There were 15 students in the class.

“Fourteen chaplains and me,” said Swainson.

Despite his initial hesitation, Swainson loved the training.

Back in Whitehorse, surfing the net, he found more police and fire chaplain training in Seattle, and signed up.

In October, Swainson graduated as a chaplain.

But he plans to keep the religion in the background.

“If your brother is killed in an accident, it’s not the time for me to ask you if you read the Bible,” he said.

Back in the Yukon, Swainson wants to help first responders struggling with the stress of their jobs.

And his 21 years with Whitehorse’s emergency services is an asset, “because I can say, ‘I’ve been there, I’ve seen that,’” he said.

Studying to be a paramedic, they teach you how to start IVs and use the Jaws of Life, he said.

“But they don’t teach you how to deal with the most horrendously awful stuff you’re going to see.”

The call that pushed Swainson over the edge came in during the Canada Winter Games several years ago.

A teenager had been killed on a snowmachine near the Takhini Hot Springs Road.

The boy was 16, the same age as Swainson’s sons, who also use snowmobiles.

And it hit close to home.

After especially bad calls, the crews go through a debriefing.

But after that, there’s no followup, said Swainson.

At work, first responders operate at a very high level, he said.

They have to, in order to keep themselves and their patients safe.

But at the end of the day, instead of dropping down to a normal functioning level, first responders often plummet, said Swainson.

Divorce rates are high, he said.

“In some departments, as high as 89 per cent.”

After a bad day, Swainson found himself sitting in his chair and channel surfing.

“You don’t want to do stuff with your wife and kids,” he said.

At his worst, Swainson considered it a small victory if he got out of bed and put his shoes on.

“I just wanted to lie there with the covers over my head,” he said.

Now Swainson, who works a government desk job, wants to help his comrades get out of bed.

Since he took his first peer-support workshop a year ago, Swainson has already fielded eight calls from Yukon first responders who needed support.

Some of those calls came from the communities.

If there’s an accident in a small community, like a kid dying on an ATV, everyone will likely know that person, including the volunteer ambulance attendants, he said.
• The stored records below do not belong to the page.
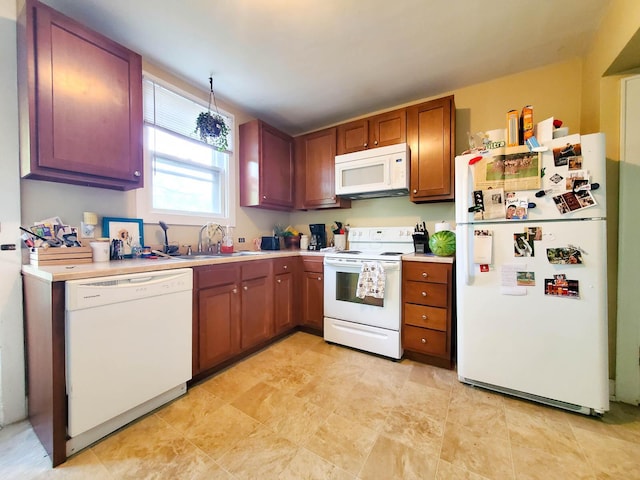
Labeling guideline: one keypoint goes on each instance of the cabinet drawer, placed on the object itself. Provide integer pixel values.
(313, 264)
(427, 317)
(426, 272)
(424, 340)
(254, 269)
(215, 275)
(283, 265)
(424, 293)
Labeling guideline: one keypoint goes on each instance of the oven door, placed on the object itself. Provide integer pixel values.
(340, 300)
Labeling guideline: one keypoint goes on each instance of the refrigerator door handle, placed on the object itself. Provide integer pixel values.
(462, 235)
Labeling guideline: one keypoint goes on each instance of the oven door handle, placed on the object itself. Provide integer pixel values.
(388, 266)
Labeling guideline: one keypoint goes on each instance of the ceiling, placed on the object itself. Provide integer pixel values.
(301, 65)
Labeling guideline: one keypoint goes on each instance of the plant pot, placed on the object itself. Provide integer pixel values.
(292, 242)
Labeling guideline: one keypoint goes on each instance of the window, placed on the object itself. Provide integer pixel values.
(187, 181)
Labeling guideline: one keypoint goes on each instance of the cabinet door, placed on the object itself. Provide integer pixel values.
(388, 129)
(353, 136)
(257, 311)
(85, 104)
(430, 134)
(266, 167)
(315, 171)
(284, 302)
(313, 299)
(219, 333)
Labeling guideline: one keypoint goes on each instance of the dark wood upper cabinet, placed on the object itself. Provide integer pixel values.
(315, 171)
(431, 137)
(80, 97)
(266, 167)
(377, 131)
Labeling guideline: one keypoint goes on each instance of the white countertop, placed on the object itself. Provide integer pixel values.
(427, 257)
(61, 273)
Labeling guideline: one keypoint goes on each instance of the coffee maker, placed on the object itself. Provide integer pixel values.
(318, 239)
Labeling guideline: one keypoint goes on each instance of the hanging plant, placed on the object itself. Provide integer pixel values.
(212, 128)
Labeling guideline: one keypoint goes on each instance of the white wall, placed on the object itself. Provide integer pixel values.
(12, 385)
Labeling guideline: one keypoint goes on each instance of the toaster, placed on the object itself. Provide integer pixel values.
(270, 243)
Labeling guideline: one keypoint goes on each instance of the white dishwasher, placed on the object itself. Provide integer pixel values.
(128, 349)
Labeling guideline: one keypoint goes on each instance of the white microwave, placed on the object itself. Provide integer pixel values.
(377, 172)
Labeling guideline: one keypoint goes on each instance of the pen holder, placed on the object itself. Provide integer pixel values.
(421, 242)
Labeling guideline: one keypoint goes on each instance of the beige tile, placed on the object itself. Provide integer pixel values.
(478, 452)
(610, 458)
(291, 417)
(150, 449)
(447, 471)
(414, 429)
(536, 464)
(262, 454)
(343, 442)
(217, 434)
(541, 432)
(230, 384)
(622, 422)
(431, 376)
(485, 418)
(367, 404)
(390, 459)
(191, 409)
(431, 401)
(307, 465)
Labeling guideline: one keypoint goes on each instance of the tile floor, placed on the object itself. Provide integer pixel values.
(303, 409)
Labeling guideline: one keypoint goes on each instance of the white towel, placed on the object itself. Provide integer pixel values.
(371, 280)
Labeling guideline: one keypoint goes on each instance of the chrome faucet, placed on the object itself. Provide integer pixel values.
(206, 225)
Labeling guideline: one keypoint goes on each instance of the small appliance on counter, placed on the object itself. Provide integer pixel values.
(318, 239)
(270, 243)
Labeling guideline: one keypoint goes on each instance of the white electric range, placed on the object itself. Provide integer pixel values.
(369, 324)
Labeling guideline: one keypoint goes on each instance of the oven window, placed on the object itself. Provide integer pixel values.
(346, 286)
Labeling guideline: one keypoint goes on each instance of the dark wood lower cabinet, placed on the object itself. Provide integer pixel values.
(312, 315)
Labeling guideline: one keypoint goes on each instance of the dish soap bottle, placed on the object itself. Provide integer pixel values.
(227, 240)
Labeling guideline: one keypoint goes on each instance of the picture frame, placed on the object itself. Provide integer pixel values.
(126, 229)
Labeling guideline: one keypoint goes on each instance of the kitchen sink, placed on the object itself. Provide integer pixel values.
(205, 255)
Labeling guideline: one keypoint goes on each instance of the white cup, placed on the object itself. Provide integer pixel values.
(100, 251)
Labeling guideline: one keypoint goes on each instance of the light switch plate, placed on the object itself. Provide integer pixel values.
(87, 230)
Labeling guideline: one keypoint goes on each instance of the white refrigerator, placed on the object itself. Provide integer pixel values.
(531, 272)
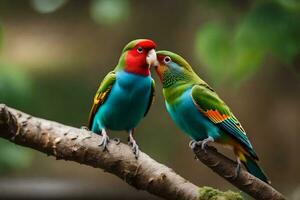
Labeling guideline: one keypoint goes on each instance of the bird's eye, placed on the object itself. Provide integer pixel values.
(167, 59)
(139, 50)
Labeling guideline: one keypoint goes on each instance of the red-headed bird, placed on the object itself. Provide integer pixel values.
(126, 93)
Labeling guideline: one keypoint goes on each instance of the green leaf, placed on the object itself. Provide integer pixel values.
(108, 12)
(47, 6)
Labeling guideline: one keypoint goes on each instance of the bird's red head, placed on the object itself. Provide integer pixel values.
(140, 55)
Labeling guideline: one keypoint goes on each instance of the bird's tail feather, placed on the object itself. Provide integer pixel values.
(253, 168)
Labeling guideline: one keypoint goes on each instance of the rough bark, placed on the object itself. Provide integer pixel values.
(69, 143)
(246, 182)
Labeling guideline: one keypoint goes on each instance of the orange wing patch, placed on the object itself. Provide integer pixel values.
(215, 116)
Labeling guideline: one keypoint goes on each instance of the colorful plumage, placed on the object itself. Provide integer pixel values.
(197, 109)
(126, 93)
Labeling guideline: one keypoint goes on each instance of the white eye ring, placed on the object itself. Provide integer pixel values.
(139, 50)
(167, 59)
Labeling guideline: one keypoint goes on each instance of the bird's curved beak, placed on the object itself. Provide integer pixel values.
(151, 58)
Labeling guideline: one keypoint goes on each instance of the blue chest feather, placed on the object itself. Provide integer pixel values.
(126, 103)
(190, 120)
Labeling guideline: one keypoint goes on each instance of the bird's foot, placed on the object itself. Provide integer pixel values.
(104, 141)
(237, 170)
(116, 140)
(134, 147)
(193, 144)
(85, 128)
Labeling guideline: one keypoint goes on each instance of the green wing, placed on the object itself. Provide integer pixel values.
(101, 95)
(152, 97)
(211, 106)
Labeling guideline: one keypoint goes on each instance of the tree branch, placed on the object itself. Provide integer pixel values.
(245, 181)
(65, 142)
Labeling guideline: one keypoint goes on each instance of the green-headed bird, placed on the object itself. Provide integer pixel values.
(197, 109)
(126, 93)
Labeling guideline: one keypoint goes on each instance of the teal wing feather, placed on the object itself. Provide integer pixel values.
(101, 95)
(152, 97)
(211, 106)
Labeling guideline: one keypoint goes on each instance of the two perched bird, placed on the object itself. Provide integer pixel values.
(126, 94)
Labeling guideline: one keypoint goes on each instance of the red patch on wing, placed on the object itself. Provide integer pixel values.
(215, 116)
(136, 62)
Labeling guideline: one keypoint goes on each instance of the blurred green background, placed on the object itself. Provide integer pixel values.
(54, 53)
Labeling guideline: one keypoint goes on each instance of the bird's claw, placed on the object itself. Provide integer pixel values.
(193, 143)
(104, 141)
(117, 140)
(135, 148)
(237, 170)
(85, 128)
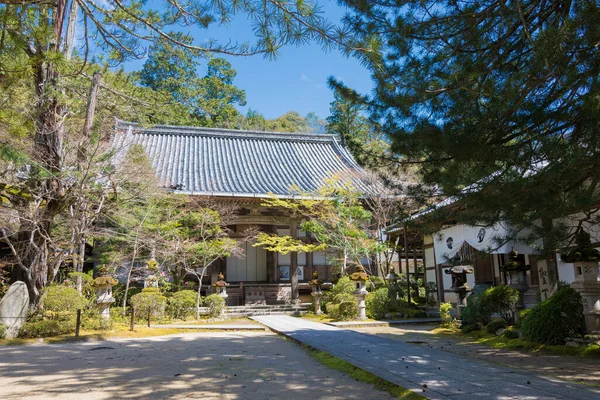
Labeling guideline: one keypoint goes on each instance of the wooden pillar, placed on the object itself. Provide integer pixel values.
(294, 261)
(309, 266)
(406, 259)
(416, 270)
(271, 259)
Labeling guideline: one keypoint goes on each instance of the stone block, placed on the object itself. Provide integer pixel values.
(13, 308)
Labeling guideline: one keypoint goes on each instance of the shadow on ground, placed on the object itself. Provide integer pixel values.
(240, 365)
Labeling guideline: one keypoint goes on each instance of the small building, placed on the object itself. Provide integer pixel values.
(486, 249)
(242, 169)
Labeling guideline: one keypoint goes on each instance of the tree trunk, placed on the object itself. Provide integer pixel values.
(294, 262)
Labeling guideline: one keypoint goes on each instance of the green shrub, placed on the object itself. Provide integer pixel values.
(378, 303)
(344, 285)
(511, 333)
(475, 312)
(501, 300)
(343, 307)
(119, 292)
(445, 309)
(46, 328)
(182, 304)
(95, 322)
(375, 282)
(63, 300)
(470, 328)
(149, 301)
(557, 318)
(87, 289)
(216, 305)
(496, 324)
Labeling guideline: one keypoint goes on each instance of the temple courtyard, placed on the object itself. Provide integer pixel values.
(263, 364)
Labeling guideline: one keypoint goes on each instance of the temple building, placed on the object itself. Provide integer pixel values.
(242, 168)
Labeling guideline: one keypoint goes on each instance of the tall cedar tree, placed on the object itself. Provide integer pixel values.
(40, 37)
(497, 102)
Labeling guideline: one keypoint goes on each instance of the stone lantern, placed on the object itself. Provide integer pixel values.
(152, 278)
(316, 293)
(221, 286)
(587, 279)
(459, 284)
(359, 277)
(515, 276)
(103, 285)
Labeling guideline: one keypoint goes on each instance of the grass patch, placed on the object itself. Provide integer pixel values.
(501, 342)
(119, 331)
(363, 376)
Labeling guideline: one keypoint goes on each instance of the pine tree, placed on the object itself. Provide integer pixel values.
(499, 98)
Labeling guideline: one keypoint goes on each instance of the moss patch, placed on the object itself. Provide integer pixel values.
(501, 342)
(363, 376)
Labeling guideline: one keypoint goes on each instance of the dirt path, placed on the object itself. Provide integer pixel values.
(576, 369)
(207, 365)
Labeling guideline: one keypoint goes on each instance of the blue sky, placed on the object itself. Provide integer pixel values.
(296, 80)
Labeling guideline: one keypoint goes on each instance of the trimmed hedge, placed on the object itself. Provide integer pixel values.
(378, 303)
(496, 324)
(150, 300)
(475, 313)
(63, 299)
(554, 320)
(343, 307)
(216, 305)
(182, 304)
(46, 328)
(501, 300)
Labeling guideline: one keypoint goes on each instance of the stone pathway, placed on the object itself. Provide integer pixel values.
(198, 365)
(566, 367)
(432, 373)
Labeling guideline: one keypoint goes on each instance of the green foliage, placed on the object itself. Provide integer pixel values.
(519, 76)
(86, 283)
(555, 319)
(216, 305)
(348, 119)
(150, 300)
(475, 313)
(92, 320)
(378, 303)
(584, 250)
(59, 299)
(511, 333)
(445, 309)
(501, 300)
(375, 282)
(119, 292)
(496, 324)
(343, 285)
(46, 328)
(470, 328)
(182, 304)
(343, 307)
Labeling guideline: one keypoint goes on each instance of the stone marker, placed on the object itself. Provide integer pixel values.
(13, 308)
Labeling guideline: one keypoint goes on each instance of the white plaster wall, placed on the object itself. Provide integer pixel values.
(565, 271)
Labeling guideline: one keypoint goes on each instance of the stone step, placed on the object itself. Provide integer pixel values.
(263, 313)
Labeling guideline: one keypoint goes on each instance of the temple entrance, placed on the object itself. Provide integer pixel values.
(251, 268)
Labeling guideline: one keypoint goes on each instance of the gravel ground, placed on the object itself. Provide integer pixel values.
(207, 365)
(576, 369)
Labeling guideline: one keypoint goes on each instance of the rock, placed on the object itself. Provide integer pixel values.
(13, 308)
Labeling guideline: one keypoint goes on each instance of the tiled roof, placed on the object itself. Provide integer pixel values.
(225, 162)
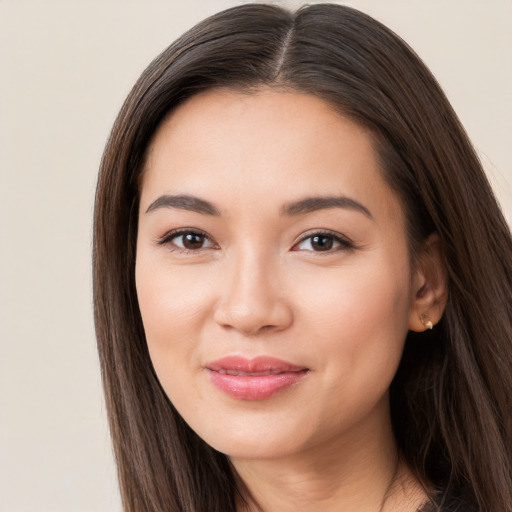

About four year ago, when this happened in Carmacks, there was a debriefing for the first responders who attended the scene.

But it was a one-time thing, said Swainson.

“There needs to be more followup.”

Swainson has already contacted the president of the Yukon Fire Chiefs Association and is now its chaplain.

It is tough to ask for help, said Swainson.

Ego can get in the way, he said.

“It did for me.”

Swainson is still seeing a counsellor every few weeks and is still taking medication for his post-traumatic stress.

Now, he’s hoping others will open up and seek help if they need it.

“My number’s in the phone book,” he said.